Developing Object-centric Vision and Language Foundation Models for Robust Autonomous Sensing Platforms

Aim

In this project, we aim to develop novel Deep Learning techniques to extend the ability of autonomous agents to track objects in visual scene in a more robust and generalisable way.

Objectives

Design and collect challenging simulated environments and datasets as a testbed for visual object tracking, critically including hierarchical objects (that have sub-objects within them).
Design and implement novel Multimodal Generative AI models which mitigate the weaknesses of previous state-of-the-art, specifically we want to see if recognition based on sub-objects or other object fragments can help us solve the occlusion problem (recognising a partially hidden object).
Design effective ways of deploying such systems in low-latency scenarios, especially understanding what parts of the computational task are worth implementing in accelerators that already exist within EDI.
Work with industrial partners to identify use cases, ideally DSTL for military object recognition (e.g. aeroplanes/drones or tanks).

Descriptions

This project is situated within the scope of the “ASP: Autonomous Sensing Platforms” initiative, aiming to advance Machine Learning techniques to enhance the capabilities of current Multimodal Generative AI models.
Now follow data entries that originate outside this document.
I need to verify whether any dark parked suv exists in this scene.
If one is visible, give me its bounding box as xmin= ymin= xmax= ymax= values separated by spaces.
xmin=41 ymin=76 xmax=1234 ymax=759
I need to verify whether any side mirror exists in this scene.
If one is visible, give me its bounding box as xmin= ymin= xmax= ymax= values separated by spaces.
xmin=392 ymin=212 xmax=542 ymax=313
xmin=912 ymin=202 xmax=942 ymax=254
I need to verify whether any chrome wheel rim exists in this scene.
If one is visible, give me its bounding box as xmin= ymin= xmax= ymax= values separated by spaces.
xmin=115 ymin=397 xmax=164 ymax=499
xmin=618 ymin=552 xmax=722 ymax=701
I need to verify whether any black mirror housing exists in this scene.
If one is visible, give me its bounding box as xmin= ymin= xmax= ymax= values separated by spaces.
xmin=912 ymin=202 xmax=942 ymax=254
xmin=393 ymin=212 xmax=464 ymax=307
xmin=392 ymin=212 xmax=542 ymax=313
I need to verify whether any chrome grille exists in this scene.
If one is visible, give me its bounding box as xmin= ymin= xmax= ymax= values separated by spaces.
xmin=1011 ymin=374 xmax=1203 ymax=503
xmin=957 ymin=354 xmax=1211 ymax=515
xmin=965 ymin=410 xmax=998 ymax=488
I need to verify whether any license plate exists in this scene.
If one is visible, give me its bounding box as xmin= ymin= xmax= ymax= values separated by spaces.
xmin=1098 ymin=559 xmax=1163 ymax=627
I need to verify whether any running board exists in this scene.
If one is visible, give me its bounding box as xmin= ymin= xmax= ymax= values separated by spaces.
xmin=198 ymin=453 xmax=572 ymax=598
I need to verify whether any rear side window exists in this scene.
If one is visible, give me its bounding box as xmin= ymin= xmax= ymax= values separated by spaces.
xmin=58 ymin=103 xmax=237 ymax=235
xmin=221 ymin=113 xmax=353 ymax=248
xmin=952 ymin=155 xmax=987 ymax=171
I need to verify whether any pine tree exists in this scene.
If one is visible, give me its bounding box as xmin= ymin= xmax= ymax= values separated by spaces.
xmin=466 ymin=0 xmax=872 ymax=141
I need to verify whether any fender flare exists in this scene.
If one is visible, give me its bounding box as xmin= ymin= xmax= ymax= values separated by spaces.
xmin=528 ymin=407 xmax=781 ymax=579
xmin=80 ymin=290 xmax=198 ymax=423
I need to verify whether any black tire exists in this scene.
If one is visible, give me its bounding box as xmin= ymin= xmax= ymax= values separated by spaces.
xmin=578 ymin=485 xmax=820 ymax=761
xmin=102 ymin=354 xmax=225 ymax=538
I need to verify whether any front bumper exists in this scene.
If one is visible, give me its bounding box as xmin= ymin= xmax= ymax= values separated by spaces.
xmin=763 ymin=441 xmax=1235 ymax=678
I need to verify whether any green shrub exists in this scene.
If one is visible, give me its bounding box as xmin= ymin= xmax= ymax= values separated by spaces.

Our objective is to develop novel Deep Learning methodologies that extend the ability of autonomous agents to track objects in visual scenes with increased robustness and generalizability. By leveraging advanced neural network architectures for hierarchical object-centric representation learning, we aim to improve the accuracy and reliability of object tracking in complex and dynamic environments.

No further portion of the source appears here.